ISLAMABAD: A three-member special bench of the Supreme Court will start hearing 107 pending petitions regarding Gas Infrastructure Development Cess (GIDC) levy from Sept 19.
The bench headed by Justice Mushir Alam and comprising Justice Faisal Arab and Justice Mansoor Ali Shah will take the cases of textile mills, cotton mills, sugar mills, ceramics companies, chemicals, CNG filing stations, Match factories, cement companies and aluminum industries , which have been pending since 2017.
Attorney General for Pakistan Anwar Mansoor Khan on behalf of the federal government on September 6 had filed an application requesting the Supreme Court for hearing out-of-turn pending cases regarding the Gas Infrastructure Development Cess (GIDC) levy.

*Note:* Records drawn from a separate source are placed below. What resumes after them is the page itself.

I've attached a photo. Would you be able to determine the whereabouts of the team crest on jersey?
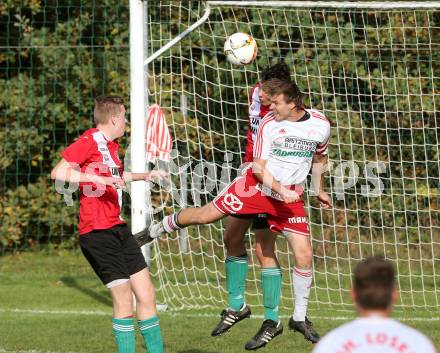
[222,193,243,213]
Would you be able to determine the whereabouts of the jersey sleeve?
[254,116,273,160]
[61,136,95,166]
[316,124,330,156]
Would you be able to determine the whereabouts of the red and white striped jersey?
[62,128,125,235]
[254,109,330,185]
[146,104,172,163]
[244,82,271,162]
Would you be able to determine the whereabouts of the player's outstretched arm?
[50,158,124,187]
[252,158,300,203]
[312,154,332,208]
[122,170,169,183]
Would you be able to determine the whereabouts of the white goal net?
[147,1,440,313]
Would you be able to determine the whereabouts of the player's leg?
[254,217,281,322]
[245,217,283,350]
[121,227,163,353]
[284,232,320,343]
[130,269,163,353]
[211,216,252,336]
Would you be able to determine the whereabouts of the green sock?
[261,267,281,322]
[138,316,163,353]
[226,255,248,311]
[112,318,136,353]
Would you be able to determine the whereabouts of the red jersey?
[244,82,270,162]
[62,128,125,235]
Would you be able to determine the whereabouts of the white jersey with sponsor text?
[254,109,330,185]
[313,317,436,353]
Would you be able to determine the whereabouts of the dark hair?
[261,62,291,82]
[353,257,395,309]
[261,78,304,109]
[93,94,124,124]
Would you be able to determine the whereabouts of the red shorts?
[213,169,310,236]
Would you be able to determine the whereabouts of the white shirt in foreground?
[313,317,436,353]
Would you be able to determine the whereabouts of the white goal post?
[130,0,440,313]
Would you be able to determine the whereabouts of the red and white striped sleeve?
[254,112,275,160]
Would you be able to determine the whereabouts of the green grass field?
[0,252,440,353]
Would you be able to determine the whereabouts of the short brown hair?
[353,257,395,309]
[93,94,124,125]
[261,78,304,109]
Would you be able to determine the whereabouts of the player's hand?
[145,170,169,181]
[280,188,300,203]
[316,191,333,208]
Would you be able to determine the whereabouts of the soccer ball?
[224,32,258,65]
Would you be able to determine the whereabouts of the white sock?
[292,267,312,321]
[162,213,182,233]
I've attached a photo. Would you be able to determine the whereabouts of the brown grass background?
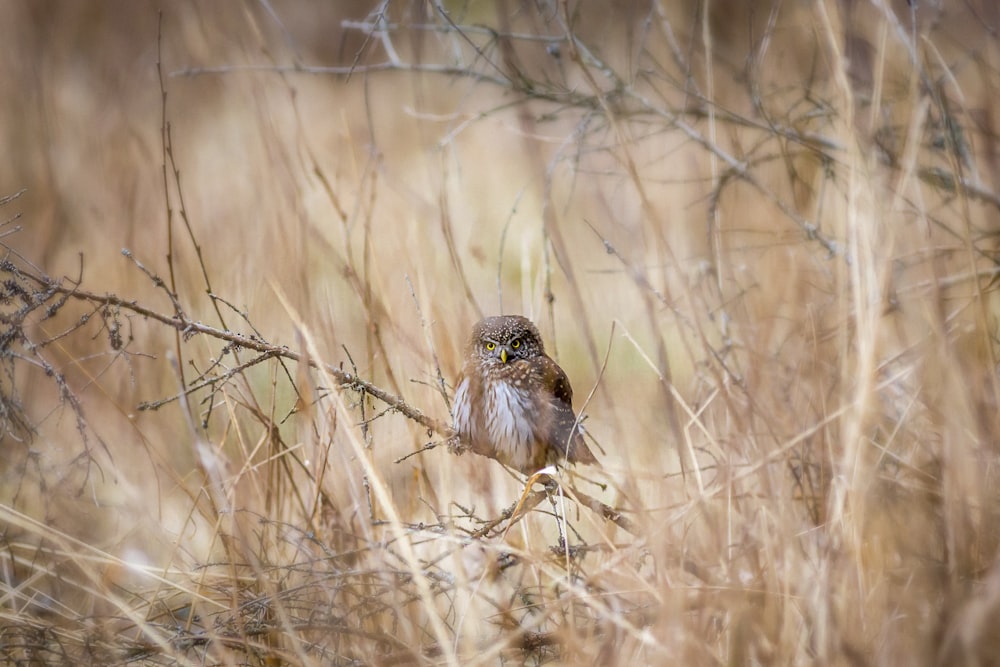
[0,0,1000,665]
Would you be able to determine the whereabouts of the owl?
[452,315,597,474]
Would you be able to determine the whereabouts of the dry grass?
[0,0,1000,665]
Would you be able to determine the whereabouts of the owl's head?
[468,315,545,365]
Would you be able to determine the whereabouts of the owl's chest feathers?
[483,381,538,460]
[453,372,539,468]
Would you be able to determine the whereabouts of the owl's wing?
[543,356,597,463]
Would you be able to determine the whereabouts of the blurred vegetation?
[0,0,1000,665]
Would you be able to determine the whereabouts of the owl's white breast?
[484,382,535,468]
[451,378,472,436]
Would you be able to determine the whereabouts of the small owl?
[452,315,597,474]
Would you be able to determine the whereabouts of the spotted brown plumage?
[452,315,597,474]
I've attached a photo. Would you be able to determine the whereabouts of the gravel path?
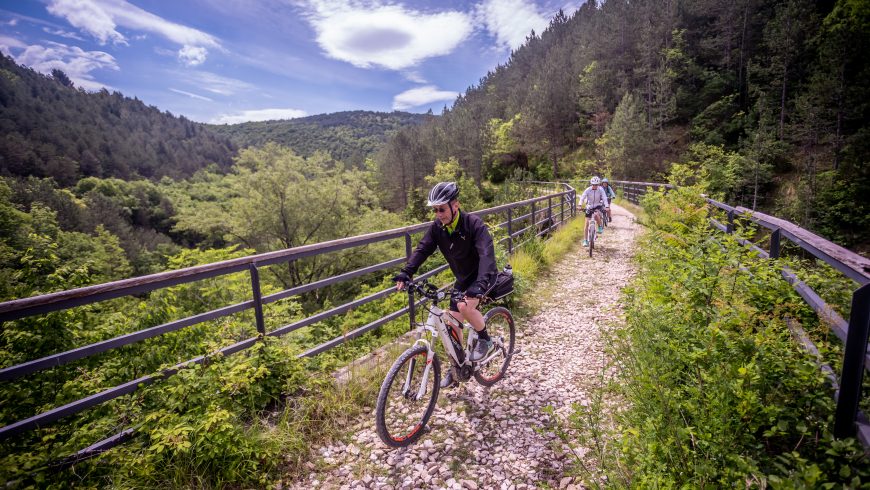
[291,206,638,490]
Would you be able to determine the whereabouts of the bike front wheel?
[588,224,595,257]
[375,345,441,447]
[474,306,516,386]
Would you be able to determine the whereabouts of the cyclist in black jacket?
[393,182,498,386]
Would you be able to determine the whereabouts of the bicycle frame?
[402,294,504,400]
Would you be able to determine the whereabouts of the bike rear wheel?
[474,306,516,386]
[587,225,596,257]
[375,345,441,447]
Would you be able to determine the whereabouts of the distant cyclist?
[601,177,616,221]
[577,176,609,247]
[393,182,498,387]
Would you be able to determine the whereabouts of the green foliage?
[595,93,651,180]
[565,187,870,488]
[174,144,401,302]
[206,111,431,168]
[424,158,483,212]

The PHC on May 31, 2017 had rejected a set of petitions challenging the validity of the GIDC Act 2015 on the grounds that the transgression of legislative authority by the federation does not qualify as a breach of fundamental rights of citizens and therefore the petitioners before the high court were not aggrieved persons within the meaning of Article 199 of the Constitution and thus have no locus standi to challenge the validity of the act.
The PHC in its judgement had also held that when Article 142 (a) read with Article 154 of the Constitution, it became evident that the parliament had the exclusive authority to legislate on Entries in Part II of the Federal Legislative List of the Constitution.
Earlier, the GIDC Act was approved by the National Assembly in December 2011 imposing cess on gas consumers, other than the domestic sector, to develop infrastructure for a number of projects including Iran-Pakistan Pipeline Project, Turkmenistan Afghanistan Pakistan India (TAPI) Pipeline Project and Liquefied Natural Gas (LNG) project and for price equalization of imported alternative fuels including LPG (Liquefied Petroleum Gas).
In April 15, 2015, the apex court rejected the federal government’s petition seeking review of its Aug 22, 2014 verdict and clarify that the collection of then over Rs100 billion under GIDC Act was not liable to be refunded to the industrial consumers of gas from whom it was recovered. The then GIDC law had legalised the cess recovery from the non-domestic consumers, mainly industries.
Later, on the expiry of the GIDC ordinance, the National Assembly and Senate passed the GIDC Act 2015 and repealed the GIDC Act 2011.
The GIDC controversy gained attention when the government promulgated GIDC (Amendment) Ordinance 2019 in the first week of September with an offer to grant Rs210bn financial amnesty to big businesses including fertiliser, general industry, power generation companies, K-Electric and CNG sector. However, due to the pressure of opposition parities and the media withdraw on September 6.
Attorney General for Pakistan Anwar Mansoor Khan on September had filed an application before the apex court stating that the cases relating to the GIDC Act 2015 involved huge sums of government revenue. It stated the matter had been pending since 2017 and petitions had been filed against the Peshawar High Court (PHC) judgement upholding the vires of the law. As a huge quantum of government revenue was stuck on account of the cases, the court was requested to take up the cases out of turn, the application contended.